Interesting features of my Scheme

So what distinquishes my scheme interpretor above others? Not much, and not all of them good...

Future of my Scheme interpretor

In addition to whatever tweaks which will be necessary to keep my interpretor copacetic with my raytracer, I have moved it to uC++ and made a concurrent version of Scheme.

Concurrent Scheme

As I had mentioned earlier, I have moved my scheme interpretor into the uC++ environment, allowing me to create a concurrent version. As allowing for parrallel execution of the interpretor raises many interesting problems, it required about a 75% rewrite. That was good, as it allowed me to add some features (of the implementation, not the result) which I had been missing.

How it works

As scheme is a functional language, traditional thoughts such as providing locks for data areas, etc, is no longer applicable. As each expression is ideally side effectless, one could evaluate all the parameters to a function on seperate threads with no concerns about interference. Unfortunately, such an aggressive maneuveur would drown any gains in task management overhead. Thus, I decided to put the onus on the programmer to determine what functions should be spawned into another thread.
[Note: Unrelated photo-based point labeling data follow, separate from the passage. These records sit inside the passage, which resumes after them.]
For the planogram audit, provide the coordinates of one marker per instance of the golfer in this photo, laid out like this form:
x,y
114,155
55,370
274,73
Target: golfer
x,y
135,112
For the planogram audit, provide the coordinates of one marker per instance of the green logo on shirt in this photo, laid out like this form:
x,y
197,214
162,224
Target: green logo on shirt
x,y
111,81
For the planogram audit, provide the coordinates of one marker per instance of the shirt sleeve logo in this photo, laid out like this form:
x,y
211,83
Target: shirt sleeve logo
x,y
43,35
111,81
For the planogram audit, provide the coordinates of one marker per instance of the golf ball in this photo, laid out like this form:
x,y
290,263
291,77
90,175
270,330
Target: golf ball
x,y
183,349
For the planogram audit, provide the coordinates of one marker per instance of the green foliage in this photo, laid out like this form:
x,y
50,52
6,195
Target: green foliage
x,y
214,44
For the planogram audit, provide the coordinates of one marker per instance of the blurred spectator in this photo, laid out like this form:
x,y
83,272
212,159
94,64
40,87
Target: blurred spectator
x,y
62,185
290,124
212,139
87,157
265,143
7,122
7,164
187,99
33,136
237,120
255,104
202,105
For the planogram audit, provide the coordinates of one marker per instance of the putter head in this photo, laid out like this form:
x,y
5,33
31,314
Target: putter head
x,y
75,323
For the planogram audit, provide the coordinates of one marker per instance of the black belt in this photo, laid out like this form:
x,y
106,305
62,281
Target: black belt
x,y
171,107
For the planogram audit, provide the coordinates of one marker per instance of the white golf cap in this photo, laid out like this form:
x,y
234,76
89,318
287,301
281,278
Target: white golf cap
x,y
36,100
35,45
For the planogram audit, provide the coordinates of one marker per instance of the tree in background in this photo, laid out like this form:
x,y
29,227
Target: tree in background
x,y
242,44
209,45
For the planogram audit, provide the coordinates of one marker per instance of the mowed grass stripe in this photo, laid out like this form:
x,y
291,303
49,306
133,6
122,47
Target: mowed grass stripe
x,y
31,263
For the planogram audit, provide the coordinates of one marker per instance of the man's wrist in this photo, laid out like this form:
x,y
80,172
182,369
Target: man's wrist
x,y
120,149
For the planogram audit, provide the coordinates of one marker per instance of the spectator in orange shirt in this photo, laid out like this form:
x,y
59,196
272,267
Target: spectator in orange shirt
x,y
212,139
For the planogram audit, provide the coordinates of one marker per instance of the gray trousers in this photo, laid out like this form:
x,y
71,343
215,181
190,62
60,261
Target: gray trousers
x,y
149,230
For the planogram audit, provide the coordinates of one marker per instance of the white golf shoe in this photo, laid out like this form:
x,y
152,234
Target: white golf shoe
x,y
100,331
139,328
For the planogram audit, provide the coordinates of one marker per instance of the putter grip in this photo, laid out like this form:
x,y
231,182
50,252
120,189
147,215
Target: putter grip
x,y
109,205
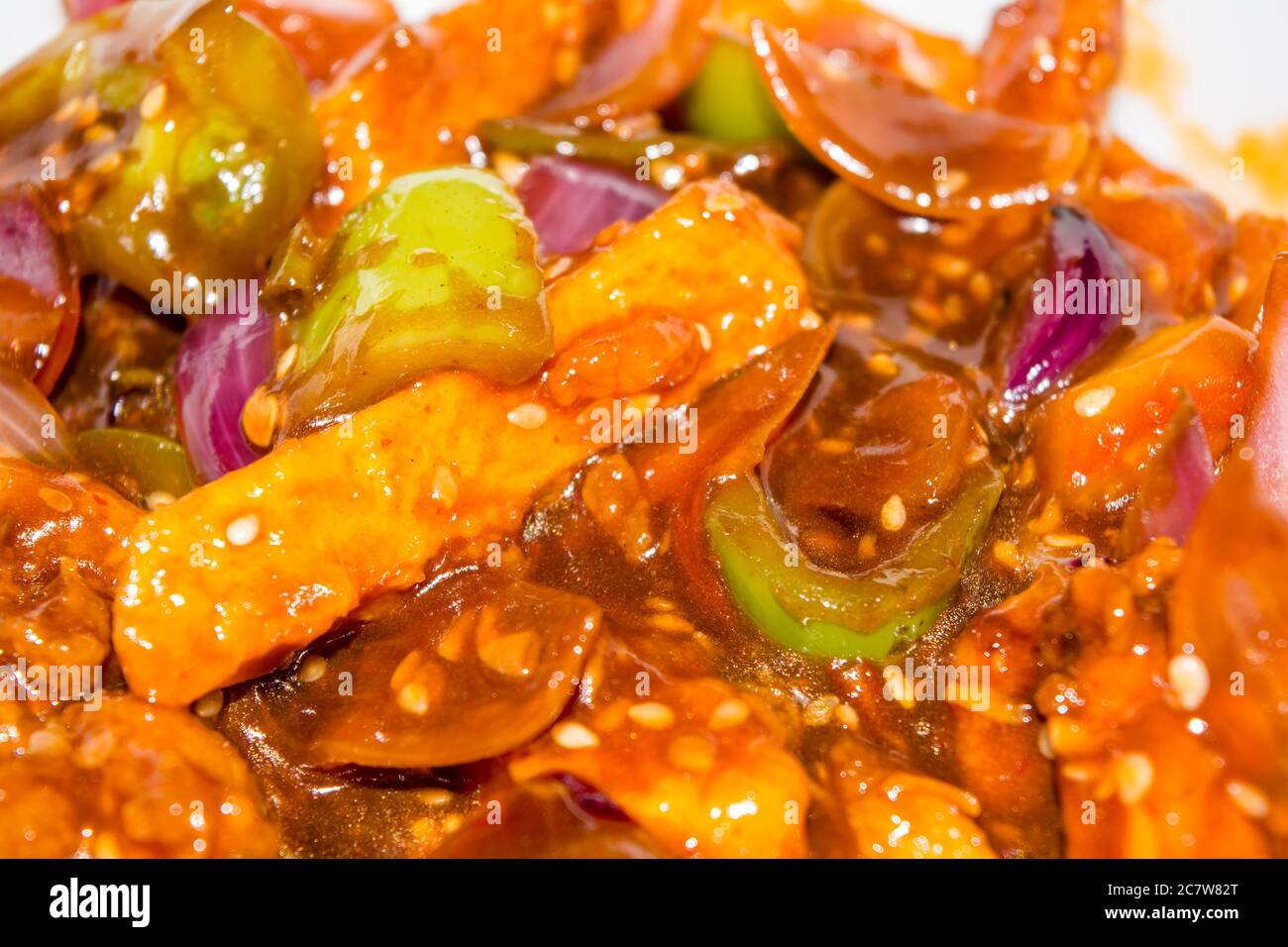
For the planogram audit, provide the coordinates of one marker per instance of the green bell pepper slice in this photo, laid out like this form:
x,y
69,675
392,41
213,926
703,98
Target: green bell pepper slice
x,y
728,102
438,269
831,615
138,464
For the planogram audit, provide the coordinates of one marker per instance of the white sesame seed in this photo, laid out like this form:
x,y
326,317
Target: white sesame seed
x,y
1134,777
1189,677
651,714
703,335
1093,401
893,513
310,669
244,530
527,415
574,736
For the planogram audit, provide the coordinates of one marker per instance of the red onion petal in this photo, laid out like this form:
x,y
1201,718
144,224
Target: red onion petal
x,y
220,363
571,201
1052,343
30,427
1189,475
639,69
39,292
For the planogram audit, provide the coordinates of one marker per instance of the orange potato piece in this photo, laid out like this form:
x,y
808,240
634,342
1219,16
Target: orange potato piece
x,y
712,256
696,763
129,781
226,582
1094,441
411,101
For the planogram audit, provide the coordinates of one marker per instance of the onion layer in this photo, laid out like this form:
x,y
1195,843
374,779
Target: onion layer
x,y
571,201
220,361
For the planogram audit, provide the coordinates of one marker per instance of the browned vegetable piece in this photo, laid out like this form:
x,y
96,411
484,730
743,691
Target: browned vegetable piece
x,y
130,781
907,147
544,819
697,763
473,667
909,442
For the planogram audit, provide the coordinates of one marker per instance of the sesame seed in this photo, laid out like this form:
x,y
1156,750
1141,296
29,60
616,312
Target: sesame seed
x,y
154,102
528,416
703,335
1250,800
244,530
883,364
669,622
310,669
107,162
1134,777
1008,554
1093,401
848,715
721,201
210,705
729,712
1189,677
413,697
893,513
55,499
259,416
651,714
818,711
574,736
445,487
158,499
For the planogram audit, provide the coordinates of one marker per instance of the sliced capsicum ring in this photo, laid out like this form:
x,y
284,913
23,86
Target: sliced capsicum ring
x,y
832,615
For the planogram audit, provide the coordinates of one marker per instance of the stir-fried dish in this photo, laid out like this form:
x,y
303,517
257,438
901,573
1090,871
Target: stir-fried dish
x,y
604,428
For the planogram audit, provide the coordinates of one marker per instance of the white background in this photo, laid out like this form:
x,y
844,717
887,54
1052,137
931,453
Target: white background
x,y
1229,72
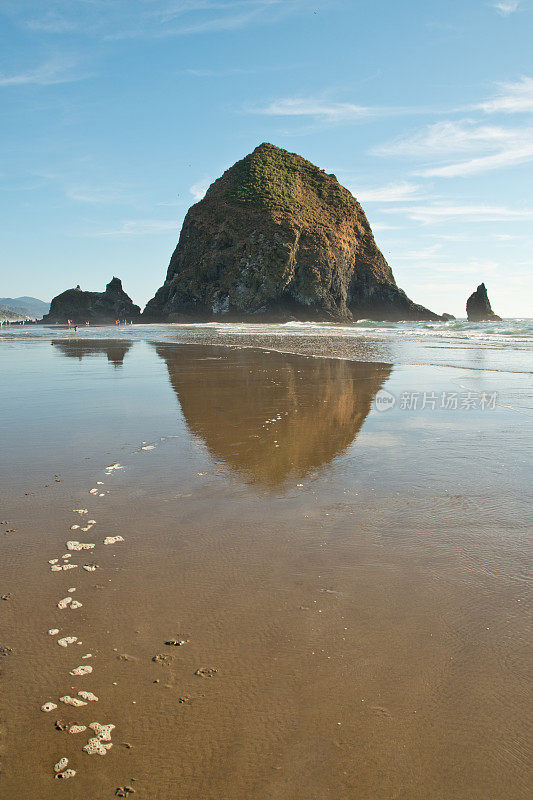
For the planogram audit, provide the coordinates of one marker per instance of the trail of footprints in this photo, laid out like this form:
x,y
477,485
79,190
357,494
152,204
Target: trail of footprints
x,y
99,741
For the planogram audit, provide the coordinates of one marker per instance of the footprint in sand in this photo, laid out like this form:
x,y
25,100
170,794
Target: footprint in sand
x,y
85,669
66,640
113,539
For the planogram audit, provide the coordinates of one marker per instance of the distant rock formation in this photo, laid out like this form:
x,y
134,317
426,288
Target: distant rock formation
x,y
94,307
276,238
478,307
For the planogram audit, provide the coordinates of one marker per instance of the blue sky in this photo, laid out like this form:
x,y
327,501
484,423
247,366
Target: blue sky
x,y
117,114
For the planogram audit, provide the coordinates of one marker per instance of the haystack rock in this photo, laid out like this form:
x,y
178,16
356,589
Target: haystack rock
x,y
94,307
276,238
478,307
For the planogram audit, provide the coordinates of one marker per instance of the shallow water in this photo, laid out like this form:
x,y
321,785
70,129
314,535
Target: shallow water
x,y
359,578
505,346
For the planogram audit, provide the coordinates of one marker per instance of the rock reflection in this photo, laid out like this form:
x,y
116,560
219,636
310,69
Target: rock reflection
x,y
271,415
81,348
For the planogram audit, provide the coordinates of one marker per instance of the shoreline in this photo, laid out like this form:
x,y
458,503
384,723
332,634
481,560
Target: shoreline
x,y
289,570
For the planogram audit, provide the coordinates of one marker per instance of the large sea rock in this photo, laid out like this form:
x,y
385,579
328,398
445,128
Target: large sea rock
x,y
478,308
276,238
94,307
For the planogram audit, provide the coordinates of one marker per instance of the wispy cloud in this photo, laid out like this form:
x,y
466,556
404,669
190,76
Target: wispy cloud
x,y
319,109
125,19
390,193
199,189
506,7
59,70
140,227
444,212
517,153
511,98
492,147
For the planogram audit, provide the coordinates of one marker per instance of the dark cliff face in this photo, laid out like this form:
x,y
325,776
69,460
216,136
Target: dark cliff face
x,y
478,308
94,307
277,238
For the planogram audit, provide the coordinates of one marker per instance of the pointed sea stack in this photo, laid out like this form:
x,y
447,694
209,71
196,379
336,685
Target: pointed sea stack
x,y
478,307
276,238
98,308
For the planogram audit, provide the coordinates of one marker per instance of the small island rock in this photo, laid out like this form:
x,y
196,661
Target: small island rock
x,y
478,307
95,307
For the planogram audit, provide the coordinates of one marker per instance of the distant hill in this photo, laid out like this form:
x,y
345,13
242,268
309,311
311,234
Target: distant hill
x,y
25,306
12,316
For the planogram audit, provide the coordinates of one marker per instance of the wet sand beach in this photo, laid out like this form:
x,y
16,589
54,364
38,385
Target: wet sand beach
x,y
301,595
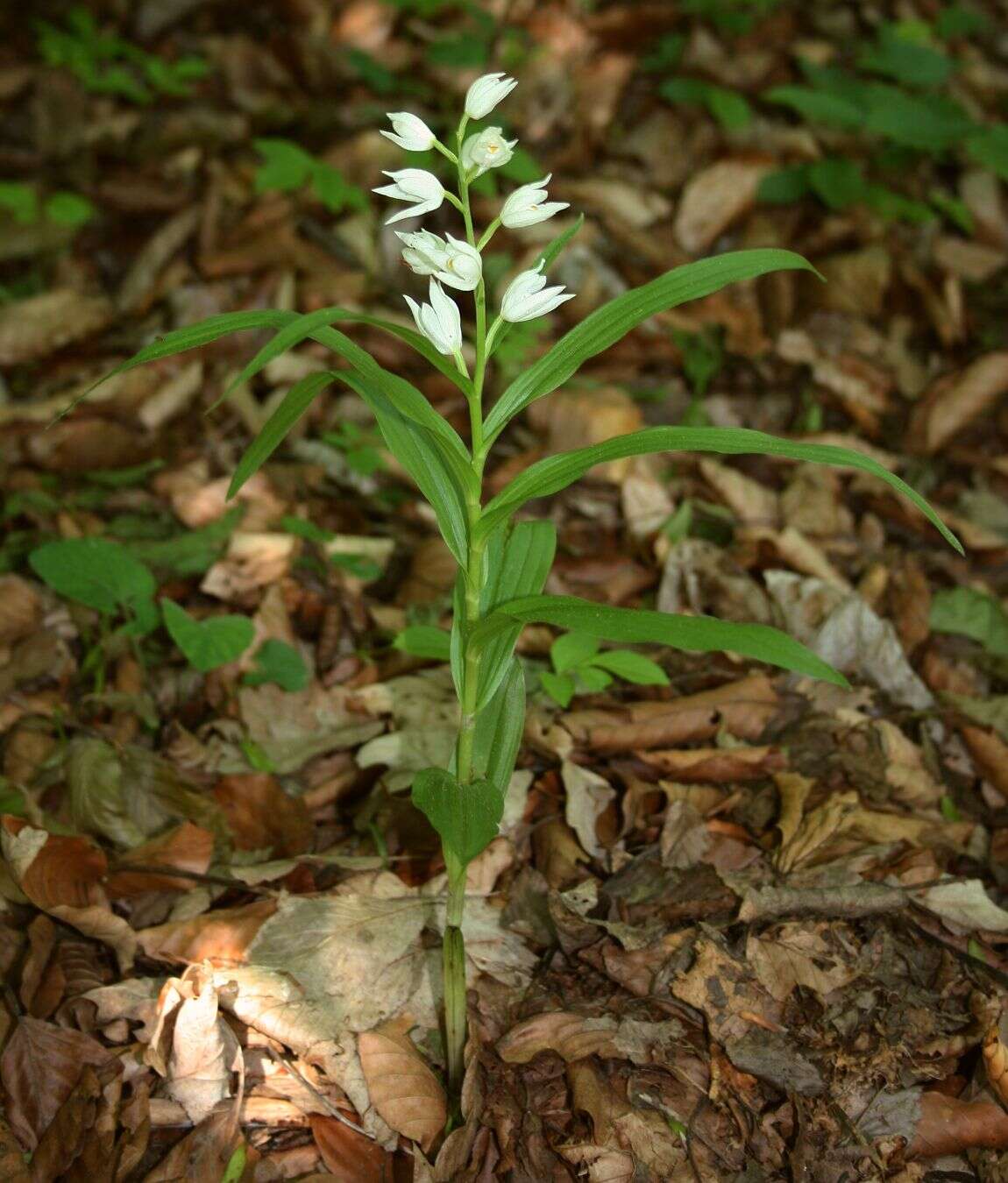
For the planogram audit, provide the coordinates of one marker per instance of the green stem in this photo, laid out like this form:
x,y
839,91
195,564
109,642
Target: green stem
x,y
473,577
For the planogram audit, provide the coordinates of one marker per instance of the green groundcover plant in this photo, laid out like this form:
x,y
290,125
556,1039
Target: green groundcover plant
x,y
504,561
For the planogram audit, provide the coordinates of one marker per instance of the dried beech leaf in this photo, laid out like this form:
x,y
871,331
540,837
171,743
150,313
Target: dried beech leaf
x,y
588,797
949,1126
349,1156
402,1087
193,1047
39,1068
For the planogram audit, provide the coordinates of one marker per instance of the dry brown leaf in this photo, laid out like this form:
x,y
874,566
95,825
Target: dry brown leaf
x,y
990,754
39,325
64,877
713,199
949,1125
402,1087
12,1156
192,1046
751,503
726,990
39,1068
717,764
222,937
20,608
202,1155
684,839
995,1062
574,419
799,955
557,854
817,828
259,814
349,1156
588,797
956,400
571,1037
186,847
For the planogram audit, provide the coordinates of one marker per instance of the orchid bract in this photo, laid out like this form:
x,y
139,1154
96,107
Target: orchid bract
x,y
503,561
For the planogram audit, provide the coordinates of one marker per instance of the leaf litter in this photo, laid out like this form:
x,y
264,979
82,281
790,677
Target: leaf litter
x,y
742,925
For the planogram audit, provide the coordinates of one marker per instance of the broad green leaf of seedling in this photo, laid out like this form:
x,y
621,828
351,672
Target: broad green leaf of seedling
x,y
207,644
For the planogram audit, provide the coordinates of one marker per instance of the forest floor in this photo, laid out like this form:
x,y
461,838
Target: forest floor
x,y
740,926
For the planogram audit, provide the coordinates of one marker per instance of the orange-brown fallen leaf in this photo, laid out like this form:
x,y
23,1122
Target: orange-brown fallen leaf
x,y
349,1156
222,936
402,1087
742,707
259,814
717,764
949,1126
39,1068
192,1046
63,875
995,1061
186,847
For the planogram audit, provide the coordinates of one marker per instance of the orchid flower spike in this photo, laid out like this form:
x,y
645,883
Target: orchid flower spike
x,y
528,205
486,149
486,92
528,297
438,321
453,263
409,131
422,189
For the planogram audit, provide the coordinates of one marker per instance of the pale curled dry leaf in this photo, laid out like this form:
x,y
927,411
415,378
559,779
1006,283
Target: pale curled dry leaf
x,y
402,1087
817,828
963,904
192,1046
799,955
844,631
39,1068
588,797
742,709
574,1037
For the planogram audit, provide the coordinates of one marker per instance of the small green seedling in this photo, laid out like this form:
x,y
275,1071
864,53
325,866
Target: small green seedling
x,y
101,575
280,662
360,449
703,357
504,558
60,209
285,167
974,614
579,665
108,64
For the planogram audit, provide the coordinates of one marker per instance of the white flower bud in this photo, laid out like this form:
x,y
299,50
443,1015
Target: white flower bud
x,y
486,149
463,266
453,263
528,297
409,131
528,205
422,189
423,252
438,321
486,92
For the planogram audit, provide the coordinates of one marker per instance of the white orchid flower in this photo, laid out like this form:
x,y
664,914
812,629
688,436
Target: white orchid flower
x,y
486,149
422,252
438,321
409,131
463,266
528,205
528,297
486,92
422,189
453,262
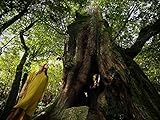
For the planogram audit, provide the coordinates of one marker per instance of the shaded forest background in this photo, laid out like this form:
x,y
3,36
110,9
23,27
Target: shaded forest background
x,y
36,30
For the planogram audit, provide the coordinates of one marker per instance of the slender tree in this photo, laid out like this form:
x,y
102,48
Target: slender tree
x,y
120,90
16,83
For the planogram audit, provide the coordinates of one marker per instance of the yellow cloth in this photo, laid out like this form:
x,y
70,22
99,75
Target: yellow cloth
x,y
36,84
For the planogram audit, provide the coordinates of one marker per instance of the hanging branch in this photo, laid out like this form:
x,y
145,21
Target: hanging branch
x,y
126,21
144,35
15,18
16,83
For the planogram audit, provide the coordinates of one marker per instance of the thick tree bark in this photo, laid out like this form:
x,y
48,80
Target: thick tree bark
x,y
11,100
120,90
14,19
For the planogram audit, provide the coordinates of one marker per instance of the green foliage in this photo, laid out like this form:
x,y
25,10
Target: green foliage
x,y
149,60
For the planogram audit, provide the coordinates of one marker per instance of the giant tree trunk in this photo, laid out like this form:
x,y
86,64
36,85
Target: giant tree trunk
x,y
116,87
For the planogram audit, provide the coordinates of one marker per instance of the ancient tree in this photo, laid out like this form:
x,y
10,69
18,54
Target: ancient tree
x,y
103,76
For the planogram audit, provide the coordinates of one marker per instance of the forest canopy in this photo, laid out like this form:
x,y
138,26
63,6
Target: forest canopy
x,y
33,32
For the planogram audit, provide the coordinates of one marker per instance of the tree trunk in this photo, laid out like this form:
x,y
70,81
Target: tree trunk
x,y
11,100
116,87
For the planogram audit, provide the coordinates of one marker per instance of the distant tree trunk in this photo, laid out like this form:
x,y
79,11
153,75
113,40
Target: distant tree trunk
x,y
117,89
15,18
11,100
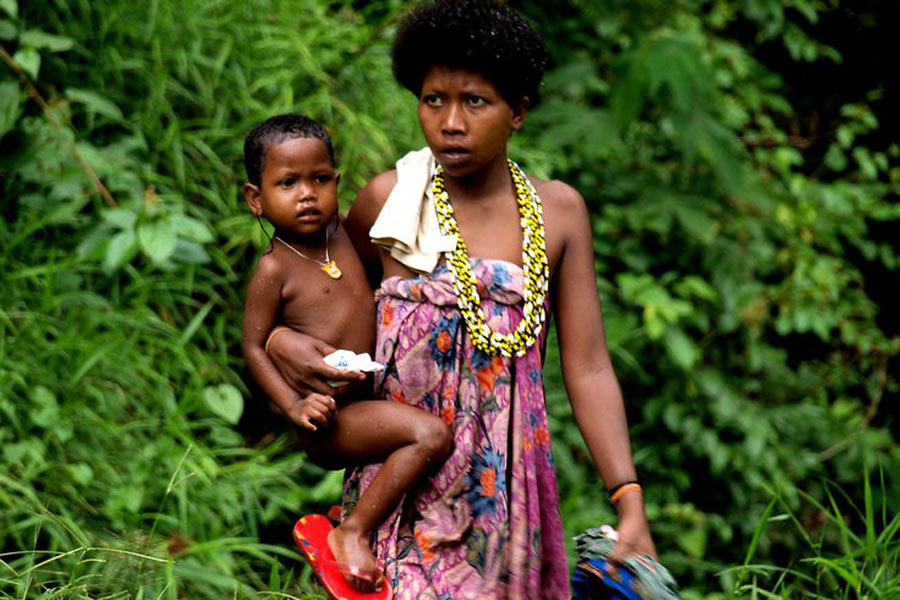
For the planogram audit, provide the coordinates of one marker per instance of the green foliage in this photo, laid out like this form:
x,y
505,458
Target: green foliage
x,y
732,273
735,273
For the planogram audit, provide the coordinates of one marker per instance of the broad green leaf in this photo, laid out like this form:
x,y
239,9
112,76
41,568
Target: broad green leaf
x,y
8,30
29,60
95,103
10,6
226,401
45,41
10,105
192,228
190,253
121,218
157,239
680,347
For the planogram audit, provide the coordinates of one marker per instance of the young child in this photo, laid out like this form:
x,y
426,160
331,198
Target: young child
x,y
311,280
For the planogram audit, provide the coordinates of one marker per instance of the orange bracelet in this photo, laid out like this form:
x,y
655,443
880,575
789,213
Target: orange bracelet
x,y
272,335
628,487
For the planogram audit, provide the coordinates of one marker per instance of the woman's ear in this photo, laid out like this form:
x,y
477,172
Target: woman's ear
x,y
252,197
520,110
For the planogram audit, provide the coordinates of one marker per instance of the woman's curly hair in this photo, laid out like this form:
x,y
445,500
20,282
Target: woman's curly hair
x,y
477,35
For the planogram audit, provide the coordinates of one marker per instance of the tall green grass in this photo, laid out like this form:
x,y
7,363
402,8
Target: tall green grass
x,y
852,552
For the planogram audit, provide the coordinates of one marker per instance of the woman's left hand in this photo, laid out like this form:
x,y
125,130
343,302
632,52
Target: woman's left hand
x,y
634,539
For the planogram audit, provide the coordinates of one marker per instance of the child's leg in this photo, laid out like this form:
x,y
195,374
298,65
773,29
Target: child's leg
x,y
410,441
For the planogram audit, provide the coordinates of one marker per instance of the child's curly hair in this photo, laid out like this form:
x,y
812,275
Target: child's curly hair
x,y
275,130
476,35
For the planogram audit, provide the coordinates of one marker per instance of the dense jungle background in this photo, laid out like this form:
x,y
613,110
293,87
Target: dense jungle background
x,y
741,162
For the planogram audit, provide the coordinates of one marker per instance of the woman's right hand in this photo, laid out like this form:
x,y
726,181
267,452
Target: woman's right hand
x,y
299,359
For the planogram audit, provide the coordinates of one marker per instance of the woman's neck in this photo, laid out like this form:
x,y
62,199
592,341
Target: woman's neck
x,y
311,242
489,182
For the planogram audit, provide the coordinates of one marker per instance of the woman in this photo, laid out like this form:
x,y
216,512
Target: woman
x,y
487,525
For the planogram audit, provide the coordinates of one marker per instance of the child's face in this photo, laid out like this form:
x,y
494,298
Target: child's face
x,y
466,121
298,187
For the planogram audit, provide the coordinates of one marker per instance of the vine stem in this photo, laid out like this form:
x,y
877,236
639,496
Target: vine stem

Thus I have introduced a new atom type, the FLIST. This is a normal everyday list but if it is executed, it spawns a new task which runs the actual code. Meanwhile, the FLIST returns immediately with a FUTURE, which is a meta-atom. That is, its actual type is decided by what the result of FLIST will be. As Scheme is dynamically typed, there is no way to know even what type the FUTURE will be without actually opening it.

Futures can be copied and moved like any other data type, it is only when an internal function is run on them (and then only one which uses the result, as opposed to define, etc), that the user will block until the result is ready. The result is placed in the future by the spawned task, at which point the spawned task can suicide.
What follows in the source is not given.